Definition
An IFR route flown off the published airway system that has not been established under 14 CFR Part 95, the federal regulation that defines official IFR altitudes and routes. These routes are typically random or direct routings approved by ATC and depend on radar coverage, navigation capability, and pilot-determined obstacle clearance rather than on published minimum altitudes.
Plain English
It is a direct or random IFR route that is not part of the official published route system. Because it has no published minimum altitude, the pilot and controller share more responsibility for keeping the aircraft clear of terrain and obstacles.
Context Anchor
Seen when studying off-airway instrument routes, especially when a route is planned directly between navigation points instead of along a published airway.
Derivation
Part 95 refers to Title 14 of the Code of Federal Regulations, Part 95, which establishes IFR altitudes for federal airways and other published routes.
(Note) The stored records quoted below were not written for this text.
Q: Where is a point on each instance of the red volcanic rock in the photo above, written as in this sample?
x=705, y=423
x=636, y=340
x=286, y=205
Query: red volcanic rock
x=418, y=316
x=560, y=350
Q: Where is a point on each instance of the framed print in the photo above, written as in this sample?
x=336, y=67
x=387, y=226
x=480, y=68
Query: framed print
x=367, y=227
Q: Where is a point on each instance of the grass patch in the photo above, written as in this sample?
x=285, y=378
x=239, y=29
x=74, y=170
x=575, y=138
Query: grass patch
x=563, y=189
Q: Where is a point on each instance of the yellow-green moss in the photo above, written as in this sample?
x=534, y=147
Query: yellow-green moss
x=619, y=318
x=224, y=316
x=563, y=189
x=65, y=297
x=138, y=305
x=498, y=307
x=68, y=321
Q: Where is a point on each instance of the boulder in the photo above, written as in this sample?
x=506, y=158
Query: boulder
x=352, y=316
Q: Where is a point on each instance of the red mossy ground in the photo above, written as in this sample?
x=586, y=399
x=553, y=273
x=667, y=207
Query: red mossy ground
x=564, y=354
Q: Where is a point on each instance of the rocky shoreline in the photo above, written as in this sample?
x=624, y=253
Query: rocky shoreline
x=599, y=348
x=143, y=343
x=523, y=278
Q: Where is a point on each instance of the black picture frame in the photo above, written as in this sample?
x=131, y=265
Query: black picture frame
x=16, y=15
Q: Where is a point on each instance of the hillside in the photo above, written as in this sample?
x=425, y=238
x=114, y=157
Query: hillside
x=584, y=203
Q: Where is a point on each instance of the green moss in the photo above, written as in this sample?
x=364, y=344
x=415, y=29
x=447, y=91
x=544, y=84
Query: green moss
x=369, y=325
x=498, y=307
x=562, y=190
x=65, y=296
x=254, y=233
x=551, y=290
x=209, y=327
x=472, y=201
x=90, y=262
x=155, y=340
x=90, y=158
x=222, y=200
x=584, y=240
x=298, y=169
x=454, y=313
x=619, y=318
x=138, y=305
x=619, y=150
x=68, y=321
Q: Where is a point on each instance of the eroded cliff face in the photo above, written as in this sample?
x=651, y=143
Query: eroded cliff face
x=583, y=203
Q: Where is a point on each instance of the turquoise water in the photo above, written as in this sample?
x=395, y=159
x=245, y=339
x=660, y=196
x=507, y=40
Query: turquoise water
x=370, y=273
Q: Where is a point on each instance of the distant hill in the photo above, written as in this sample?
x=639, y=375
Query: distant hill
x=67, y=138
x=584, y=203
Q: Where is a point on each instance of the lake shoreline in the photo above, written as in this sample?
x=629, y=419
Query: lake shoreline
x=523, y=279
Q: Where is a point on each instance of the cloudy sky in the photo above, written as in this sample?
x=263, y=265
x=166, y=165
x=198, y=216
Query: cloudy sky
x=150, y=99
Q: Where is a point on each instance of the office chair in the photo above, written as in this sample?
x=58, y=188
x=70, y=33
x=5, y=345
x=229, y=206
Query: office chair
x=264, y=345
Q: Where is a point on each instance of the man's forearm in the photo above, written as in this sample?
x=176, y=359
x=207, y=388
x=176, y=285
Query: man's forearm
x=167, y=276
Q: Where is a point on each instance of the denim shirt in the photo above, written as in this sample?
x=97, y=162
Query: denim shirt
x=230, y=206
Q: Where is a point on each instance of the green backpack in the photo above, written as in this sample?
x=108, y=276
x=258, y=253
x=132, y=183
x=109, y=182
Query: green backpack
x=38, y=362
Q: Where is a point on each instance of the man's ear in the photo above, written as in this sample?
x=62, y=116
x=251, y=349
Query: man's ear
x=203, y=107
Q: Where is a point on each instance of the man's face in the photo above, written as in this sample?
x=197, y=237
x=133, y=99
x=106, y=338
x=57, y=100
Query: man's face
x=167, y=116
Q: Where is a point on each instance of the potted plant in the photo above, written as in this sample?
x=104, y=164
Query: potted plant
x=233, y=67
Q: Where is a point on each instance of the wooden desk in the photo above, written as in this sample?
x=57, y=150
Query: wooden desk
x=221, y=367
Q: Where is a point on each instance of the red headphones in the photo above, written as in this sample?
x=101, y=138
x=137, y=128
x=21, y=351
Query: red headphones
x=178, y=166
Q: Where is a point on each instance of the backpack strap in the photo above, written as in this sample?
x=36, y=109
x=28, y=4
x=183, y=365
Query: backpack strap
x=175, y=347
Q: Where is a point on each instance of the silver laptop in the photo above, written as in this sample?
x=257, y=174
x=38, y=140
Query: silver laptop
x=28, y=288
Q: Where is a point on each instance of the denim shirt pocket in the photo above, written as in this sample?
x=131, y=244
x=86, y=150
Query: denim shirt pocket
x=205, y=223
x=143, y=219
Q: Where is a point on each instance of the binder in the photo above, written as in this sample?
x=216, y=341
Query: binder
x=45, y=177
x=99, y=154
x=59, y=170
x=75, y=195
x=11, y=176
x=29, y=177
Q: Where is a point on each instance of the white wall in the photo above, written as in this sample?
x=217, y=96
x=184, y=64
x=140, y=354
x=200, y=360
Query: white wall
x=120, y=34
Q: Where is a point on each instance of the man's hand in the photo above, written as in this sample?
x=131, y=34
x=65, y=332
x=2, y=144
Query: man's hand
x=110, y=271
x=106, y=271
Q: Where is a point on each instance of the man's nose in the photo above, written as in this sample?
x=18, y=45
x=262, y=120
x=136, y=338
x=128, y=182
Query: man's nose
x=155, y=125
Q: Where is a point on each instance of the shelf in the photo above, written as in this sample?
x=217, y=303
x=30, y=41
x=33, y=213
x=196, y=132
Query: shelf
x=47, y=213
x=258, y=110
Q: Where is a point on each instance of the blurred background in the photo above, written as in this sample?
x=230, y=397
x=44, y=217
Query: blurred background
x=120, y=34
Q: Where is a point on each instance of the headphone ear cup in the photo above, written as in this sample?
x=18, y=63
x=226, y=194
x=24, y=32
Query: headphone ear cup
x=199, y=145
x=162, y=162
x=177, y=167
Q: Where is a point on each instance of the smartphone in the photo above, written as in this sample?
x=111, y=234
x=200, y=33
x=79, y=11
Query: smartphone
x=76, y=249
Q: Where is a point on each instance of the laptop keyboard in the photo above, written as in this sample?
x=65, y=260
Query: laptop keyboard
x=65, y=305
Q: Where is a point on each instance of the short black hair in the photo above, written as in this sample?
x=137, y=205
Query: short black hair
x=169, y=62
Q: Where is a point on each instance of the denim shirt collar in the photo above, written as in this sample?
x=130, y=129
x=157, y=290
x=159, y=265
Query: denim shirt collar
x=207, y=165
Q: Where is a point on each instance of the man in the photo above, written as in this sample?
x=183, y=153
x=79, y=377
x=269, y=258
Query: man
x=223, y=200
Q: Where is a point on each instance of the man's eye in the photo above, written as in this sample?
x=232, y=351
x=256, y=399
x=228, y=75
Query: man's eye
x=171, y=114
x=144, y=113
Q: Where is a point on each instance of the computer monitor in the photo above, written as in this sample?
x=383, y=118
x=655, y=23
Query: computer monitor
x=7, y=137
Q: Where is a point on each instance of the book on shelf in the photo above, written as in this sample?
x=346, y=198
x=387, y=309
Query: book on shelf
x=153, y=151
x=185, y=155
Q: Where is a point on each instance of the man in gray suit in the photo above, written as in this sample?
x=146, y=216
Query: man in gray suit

Calling something a 'non-Part 95 route' simply means it falls outside that regulatory framework.
Why Pilots Care
The pilot must determine a safe altitude using obstacle data rather than relying on a published value.
Intuition Check
Do not read “Part 95” as a percentage or as a casual route label. Here it means a specific FAA regulation; “non-Part 95” means the route is not covered by that regulation’s published route-altitude listings.
Example Sentence 1
Because the direct routing was a non-Part 95 route, the crew checked the chart's off-route obstruction clearance altitudes before accepting the clearance.
Example Sentence 2
ATC approved the non-Part 95 route after the pilot confirmed adequate obstacle clearance.